Thanks for everyones help with this...yesterday we took delivery of our AWESOME LOOKING Jeff Pollitt Viv....YAY!!!:2thumb::2thumb::2thumb::2thumb:

Off to 888 reptiles tomorrow to hopefully pick up everything else we need!

Just to make sure i'm not going mad...just sanity check this for me someone please!!

Substrate: Repti-Carpet / Lino

Strip Light: 12% (pref) UV 90cm (in a 110cm Viv) with Starter Unit on Timer

Basking Bulb: 60/100 Watt with Dimming thermometer thingy (stat?)

Thermometers, digital/gun

Climbing bits and bobs

Is that all I need in the Viv itself or have I missed something stoopid? :lol2:


----------



## jools (Apr 4, 2009)

Hi, just water bowl (small) and food bowl.
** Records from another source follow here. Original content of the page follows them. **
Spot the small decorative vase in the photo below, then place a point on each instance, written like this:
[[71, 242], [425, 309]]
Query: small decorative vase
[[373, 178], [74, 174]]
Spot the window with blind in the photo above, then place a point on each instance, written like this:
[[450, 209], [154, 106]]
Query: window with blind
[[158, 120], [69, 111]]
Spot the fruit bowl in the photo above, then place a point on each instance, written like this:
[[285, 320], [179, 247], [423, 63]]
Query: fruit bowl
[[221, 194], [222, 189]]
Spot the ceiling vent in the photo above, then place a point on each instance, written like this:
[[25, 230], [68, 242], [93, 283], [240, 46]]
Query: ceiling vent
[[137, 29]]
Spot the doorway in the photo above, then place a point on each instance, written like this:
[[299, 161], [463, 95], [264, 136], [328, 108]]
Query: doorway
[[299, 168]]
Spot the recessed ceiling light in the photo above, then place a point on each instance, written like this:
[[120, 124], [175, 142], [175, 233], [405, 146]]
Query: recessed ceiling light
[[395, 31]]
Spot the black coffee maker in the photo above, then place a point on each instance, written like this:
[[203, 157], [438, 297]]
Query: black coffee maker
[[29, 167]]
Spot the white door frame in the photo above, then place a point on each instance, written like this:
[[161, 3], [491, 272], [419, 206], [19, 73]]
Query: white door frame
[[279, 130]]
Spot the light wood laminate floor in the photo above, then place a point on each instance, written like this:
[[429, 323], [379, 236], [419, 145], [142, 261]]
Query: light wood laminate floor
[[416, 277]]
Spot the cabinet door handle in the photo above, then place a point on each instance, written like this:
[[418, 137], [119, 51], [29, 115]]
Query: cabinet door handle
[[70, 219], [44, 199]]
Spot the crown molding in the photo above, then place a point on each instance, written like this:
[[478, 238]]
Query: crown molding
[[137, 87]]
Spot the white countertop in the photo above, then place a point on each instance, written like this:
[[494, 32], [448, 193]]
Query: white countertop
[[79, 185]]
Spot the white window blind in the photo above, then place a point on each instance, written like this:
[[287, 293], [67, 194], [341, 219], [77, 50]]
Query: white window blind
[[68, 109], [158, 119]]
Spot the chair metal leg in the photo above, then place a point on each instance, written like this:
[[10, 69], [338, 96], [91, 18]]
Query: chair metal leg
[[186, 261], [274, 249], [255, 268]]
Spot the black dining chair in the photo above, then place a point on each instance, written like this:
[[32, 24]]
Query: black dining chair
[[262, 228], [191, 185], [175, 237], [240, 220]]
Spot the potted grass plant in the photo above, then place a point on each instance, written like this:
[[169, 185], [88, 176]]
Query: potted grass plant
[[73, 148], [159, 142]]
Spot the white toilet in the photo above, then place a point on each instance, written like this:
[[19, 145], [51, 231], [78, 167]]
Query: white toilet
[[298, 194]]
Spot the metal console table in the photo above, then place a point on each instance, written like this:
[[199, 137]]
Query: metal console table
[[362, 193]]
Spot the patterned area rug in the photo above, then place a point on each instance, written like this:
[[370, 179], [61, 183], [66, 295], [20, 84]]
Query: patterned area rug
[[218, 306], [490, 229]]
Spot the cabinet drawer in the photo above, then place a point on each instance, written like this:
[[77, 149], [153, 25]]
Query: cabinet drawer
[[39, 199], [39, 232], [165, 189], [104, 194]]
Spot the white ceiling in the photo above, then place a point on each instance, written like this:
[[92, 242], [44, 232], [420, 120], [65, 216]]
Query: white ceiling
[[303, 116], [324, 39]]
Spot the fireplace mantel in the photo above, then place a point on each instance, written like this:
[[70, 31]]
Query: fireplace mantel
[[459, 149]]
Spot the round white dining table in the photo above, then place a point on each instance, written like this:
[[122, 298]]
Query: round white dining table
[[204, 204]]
Did the viv come with a bulb holder for the basking bulb? If not use one made out of ceramic, not plastic. You might want to add a reflector for the uv - it increases the output and means you can put it higher in the viv - but not essential. Calcium and Nutrobal. You might also want to get a Kricket Keeper or similar to put your livefood in.
And the most important thing - A BEARDIE. Good luck and enjoy.


----------



## Pagananaka (Jul 3, 2009)

*Hi and welcome*

great advice. as i have said before (dim and distant past) am building mine, probably costs more but this way costs are defrayed over time and hubby wont be shocked. which he was when I priced up a set up.
Would have been quicker and would have had my beardy by now. But well must be kind to the old man :Na_Na_Na_Na:
Will be making notes and ticking things off the list, good idea tho coming on here first..:2thumb:

envious of everyone on here and especially those picking up their beardies

:flrt:


----------



## robbo1985 (Oct 2, 2009)

spatte88 said:


> Yep i agree! Zoo Med calcium dust with D3 is good for dusting the livefood with as it sticks to them like mad!!!


can this be used on 1 feed every day without using the zoo medscalcium with out d3?


----------